Rosen believes the cumulative effect of technology and extreme partisanship has been the erosion of civil discourse. But he stresses that one must not confuse the concept of civil discourse with that of political correctness. Where the latter has become a cudgel used by the far right to hammer perceived sensitivity within liberal factions, civil discourse plays an important role in American democracy. "Without civil discourse, we can't converge around a common understanding of the public good," he asserted. "So, civil discourse is not just some feel-good academic exercise; it is crucial to the ability of genuine majority rule in America, and it is urgently important to create platforms to bring both sides together for conversation."
How Americans can overcome these problems will be at the heart of a SXSWedu panel that will feature Rosen and Widener University President Julie Wollman. One solution Rosen intends to explore is a campaign to educate Americans on the intricacies of the U.S. Constitution – the interpretation of which has led to some of the nation's most divisive debates. To aid in that effort, the National Constitution Center has created the Interactive Constitution, an online resource which brings together constitutional scholars selected by the American Constitution Society and the Federalist Society – the nation's most prominent liberal and conservative constitutional law groups, respectively – to discuss the document's history and offer interpretations of its 80 clauses. Rosen said of the resource, "It doesn't shy away from areas of disagreement, and it is inspiring to see that top constitutional scholars in America were able to identify 1,000 words of agreement about the most controversial provisions of the Constitution."

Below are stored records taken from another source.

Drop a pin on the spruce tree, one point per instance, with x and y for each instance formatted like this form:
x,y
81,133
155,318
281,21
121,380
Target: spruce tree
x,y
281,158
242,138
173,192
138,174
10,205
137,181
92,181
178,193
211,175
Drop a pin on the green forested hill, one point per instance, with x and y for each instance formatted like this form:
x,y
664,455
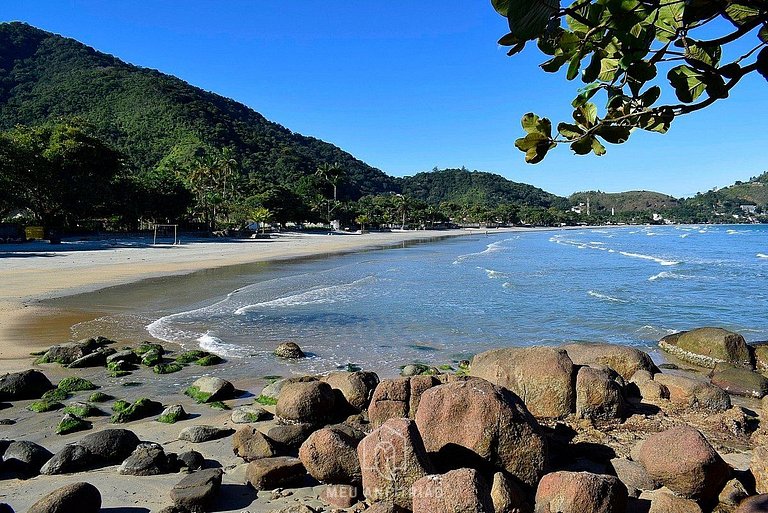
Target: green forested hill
x,y
148,116
475,187
631,201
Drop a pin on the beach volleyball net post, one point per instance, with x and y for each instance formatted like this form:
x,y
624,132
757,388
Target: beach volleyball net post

Whether or not this political polarization can be ended remains to be seen. Rosen's mission to educate the citizenry on what the document they are arguing about actually means, however, serves as a step in the right direction. As former Supreme Court Justice Louis Brandeis wrote, "Knowledge is essential to understanding; and understanding should precede judging." If Americans can get to that point, they may begin to get along.
What Do the Polls Say About Education & Politics?
Mon., March 5, noon, Hilton Salon B.
Public polling remains one of the most valuable tools in understanding what Americans think of policy and politics. Quantitative research analyst Matt Price explains how to interpret results from polls.
Show Me Democracy
Tue., March 6, 1:30pm, ACC Room 15.
New documentary follows several young activists who emerged in the wake of the uprising in Ferguson, Mo. Q&A with director Dan Parris and two young activists follows the screening.
What Hath We Wrought?
Wed., March 7, 9:30am, ACC Ballroom D.
Microsoft's principal researcher Danah Boyd explores the power social media wields over young people, and how to counter the unintended consequences of that power.
Wed., March 7, 11am, ACC Room 15.
Condoleezza Rice and David M. Kennedy explore what values and principles unite Americans in this new documentary.
Free Speech & Civil Dialogue Online & on Campus takes place Thu., March 8, 9:30am, Austin Convention Center Rm. 18ABC.